# IVF drug costs?



## deb1234 (May 7, 2012)

I know it varies from person to person but roughly how much are the drugs for IVF? I know they aren't included in the general price but there don't seem to be any guidelines as to what to expect. What are your experiences?


----------



## fingers_crossed1982 (Aug 5, 2011)

Hi Deb, 

Mine have been around £500 - £550 but I am on a relatively low dose of stimms (150) so I think most people are substantially higher, anywhere up to about £1,000.

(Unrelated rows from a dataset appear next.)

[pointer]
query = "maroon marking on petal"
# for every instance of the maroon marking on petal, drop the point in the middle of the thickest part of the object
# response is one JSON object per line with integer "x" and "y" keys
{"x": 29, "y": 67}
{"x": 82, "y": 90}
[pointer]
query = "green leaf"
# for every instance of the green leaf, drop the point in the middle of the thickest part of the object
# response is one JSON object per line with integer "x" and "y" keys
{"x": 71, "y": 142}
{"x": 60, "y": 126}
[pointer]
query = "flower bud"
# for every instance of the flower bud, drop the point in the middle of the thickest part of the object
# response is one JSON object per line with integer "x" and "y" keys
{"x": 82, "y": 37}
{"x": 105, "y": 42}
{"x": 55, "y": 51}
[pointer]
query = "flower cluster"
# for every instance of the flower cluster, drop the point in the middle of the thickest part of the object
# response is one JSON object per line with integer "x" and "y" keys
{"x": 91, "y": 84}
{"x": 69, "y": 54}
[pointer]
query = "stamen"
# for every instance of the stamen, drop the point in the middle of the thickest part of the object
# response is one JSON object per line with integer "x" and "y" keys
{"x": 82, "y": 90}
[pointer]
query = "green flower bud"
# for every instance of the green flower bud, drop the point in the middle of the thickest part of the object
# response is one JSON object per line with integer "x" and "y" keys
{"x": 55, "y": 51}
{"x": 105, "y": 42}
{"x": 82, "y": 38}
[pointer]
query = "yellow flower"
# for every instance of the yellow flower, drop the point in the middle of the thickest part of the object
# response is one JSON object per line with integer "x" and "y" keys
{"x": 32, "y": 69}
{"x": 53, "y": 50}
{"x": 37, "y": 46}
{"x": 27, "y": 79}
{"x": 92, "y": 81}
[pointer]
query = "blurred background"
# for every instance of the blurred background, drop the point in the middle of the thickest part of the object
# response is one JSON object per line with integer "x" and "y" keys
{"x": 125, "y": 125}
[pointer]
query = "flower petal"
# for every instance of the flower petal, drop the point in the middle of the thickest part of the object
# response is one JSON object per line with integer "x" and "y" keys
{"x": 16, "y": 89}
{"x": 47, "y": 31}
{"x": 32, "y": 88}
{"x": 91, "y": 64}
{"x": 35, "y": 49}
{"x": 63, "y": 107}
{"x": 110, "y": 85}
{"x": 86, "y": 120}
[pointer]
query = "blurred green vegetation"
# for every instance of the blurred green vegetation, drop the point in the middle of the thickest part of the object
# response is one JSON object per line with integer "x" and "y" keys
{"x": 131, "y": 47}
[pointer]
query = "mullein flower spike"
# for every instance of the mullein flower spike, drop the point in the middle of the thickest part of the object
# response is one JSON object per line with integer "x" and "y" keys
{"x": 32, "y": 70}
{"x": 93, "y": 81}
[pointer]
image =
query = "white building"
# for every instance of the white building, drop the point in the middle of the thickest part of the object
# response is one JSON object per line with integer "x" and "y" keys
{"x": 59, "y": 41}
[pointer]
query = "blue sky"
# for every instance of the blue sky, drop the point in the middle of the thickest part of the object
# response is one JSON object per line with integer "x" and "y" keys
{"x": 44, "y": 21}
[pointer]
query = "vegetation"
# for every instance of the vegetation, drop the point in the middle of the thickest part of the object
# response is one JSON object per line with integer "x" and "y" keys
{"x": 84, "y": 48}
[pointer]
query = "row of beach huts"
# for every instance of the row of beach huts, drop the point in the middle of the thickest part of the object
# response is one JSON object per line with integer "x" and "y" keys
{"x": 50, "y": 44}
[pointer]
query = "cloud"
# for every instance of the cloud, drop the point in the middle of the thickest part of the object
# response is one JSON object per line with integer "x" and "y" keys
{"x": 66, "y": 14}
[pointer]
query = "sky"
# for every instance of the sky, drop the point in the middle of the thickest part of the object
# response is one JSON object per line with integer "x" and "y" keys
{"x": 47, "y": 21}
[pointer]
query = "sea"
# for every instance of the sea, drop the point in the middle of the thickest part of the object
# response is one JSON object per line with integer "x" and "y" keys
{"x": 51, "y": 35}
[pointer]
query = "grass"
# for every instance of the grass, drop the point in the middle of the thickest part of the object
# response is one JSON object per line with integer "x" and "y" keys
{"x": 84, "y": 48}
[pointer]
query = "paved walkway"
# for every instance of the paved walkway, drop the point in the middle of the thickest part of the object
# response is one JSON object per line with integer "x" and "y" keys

It also depends on your clinics preferred drug and protocol choice.

Hope that helps

Xxxx


----------



## deb1234 (May 7, 2012)

Yes that helps a lot. Thank you. I was thinking it would be about £2000 but after seeing how much some people are paying overall I was starting to worry I was underestimating. If I budget for around £1000 that helps to plan.


----------



## Chandlerino (Nov 30, 2011)

I paid 701 for my last cycle in Dec/Jan - this was for 2 x syranel, Gonal f at 125iu a day, 1 x ovitrelle and 2 x cylogest pessaries.

For this cycle it was 980 for same as above except for gonal f at 225iu a day.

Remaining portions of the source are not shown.